With downpipe, OP will be fully bolted. He's doing it pretty quickly, it seems, without time to evaluate the effect of each mod. I think that is a mistake. When too many mods are added in quick sequence or all at one time, and then a problem arises, it's damn difficult to figure out what is going on and to straighten things out. Getting in a hurry is a sure way to go zoom, zoom, boom.
I question the need for the CBE in OP's mods, unless it was just for sound effects, as the stock CBE flows so exceedingly well, even up to the maximum flow rate of the stock turbo.
He has a good intake and a reliable BPV running recirc as is needed (although stock BPV may actually work better, especially with his Hypertech flash). He's putting an FMIC on now. Not sure why he'd doing that before addressing the exhaust side a bit better, but I have no quarrel with that provided he knows that it does not make more power, merely allowing him to keep the power he builds before approaching heat soak, while giving up some spool up time and making some turbo lag due to the longer tubes.
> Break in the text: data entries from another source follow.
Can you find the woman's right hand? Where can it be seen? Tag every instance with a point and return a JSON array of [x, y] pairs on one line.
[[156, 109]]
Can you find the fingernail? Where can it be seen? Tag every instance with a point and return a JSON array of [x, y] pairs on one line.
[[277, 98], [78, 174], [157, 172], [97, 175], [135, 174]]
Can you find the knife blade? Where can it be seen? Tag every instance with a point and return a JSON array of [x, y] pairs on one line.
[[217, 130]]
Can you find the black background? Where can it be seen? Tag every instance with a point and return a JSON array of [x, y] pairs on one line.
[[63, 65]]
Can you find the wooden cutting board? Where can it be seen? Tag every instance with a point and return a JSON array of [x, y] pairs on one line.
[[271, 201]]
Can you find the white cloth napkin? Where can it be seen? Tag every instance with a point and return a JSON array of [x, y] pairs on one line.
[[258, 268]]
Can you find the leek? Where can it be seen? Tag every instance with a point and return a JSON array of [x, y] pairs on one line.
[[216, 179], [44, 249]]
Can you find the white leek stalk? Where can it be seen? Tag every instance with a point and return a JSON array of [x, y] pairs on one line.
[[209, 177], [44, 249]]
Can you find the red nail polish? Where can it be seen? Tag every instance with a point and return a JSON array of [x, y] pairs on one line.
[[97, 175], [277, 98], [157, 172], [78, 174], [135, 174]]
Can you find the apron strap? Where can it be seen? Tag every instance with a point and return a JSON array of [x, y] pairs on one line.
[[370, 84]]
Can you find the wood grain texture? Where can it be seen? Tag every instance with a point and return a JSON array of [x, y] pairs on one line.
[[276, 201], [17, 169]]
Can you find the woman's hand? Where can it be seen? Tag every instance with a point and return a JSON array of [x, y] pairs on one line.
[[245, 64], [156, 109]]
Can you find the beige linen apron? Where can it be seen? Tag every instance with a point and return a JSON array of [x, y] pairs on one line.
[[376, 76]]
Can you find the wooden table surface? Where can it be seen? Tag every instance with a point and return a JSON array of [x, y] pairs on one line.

Now as to the DP. The reason I held back and asked OP to read a bit (seems like he has not really read deeply into the threads) is that this is a very controversial subject with a lot of risks and benefits to weigh against each other. DP is not an easy install on this engine, even for those who are in the business of doing performance exhaust work. If he is concerned about CEL's he should probably stay away from catless, as they probably will come. If he is in a state that inspects, he clearly should stay away from the catless dp. The difference in pricing is largely, but not totally due to whether the dp has a cat. Those with cats cost more. Also some are one piece all the way to the CBE. They cost more. He already has a test/race pipe.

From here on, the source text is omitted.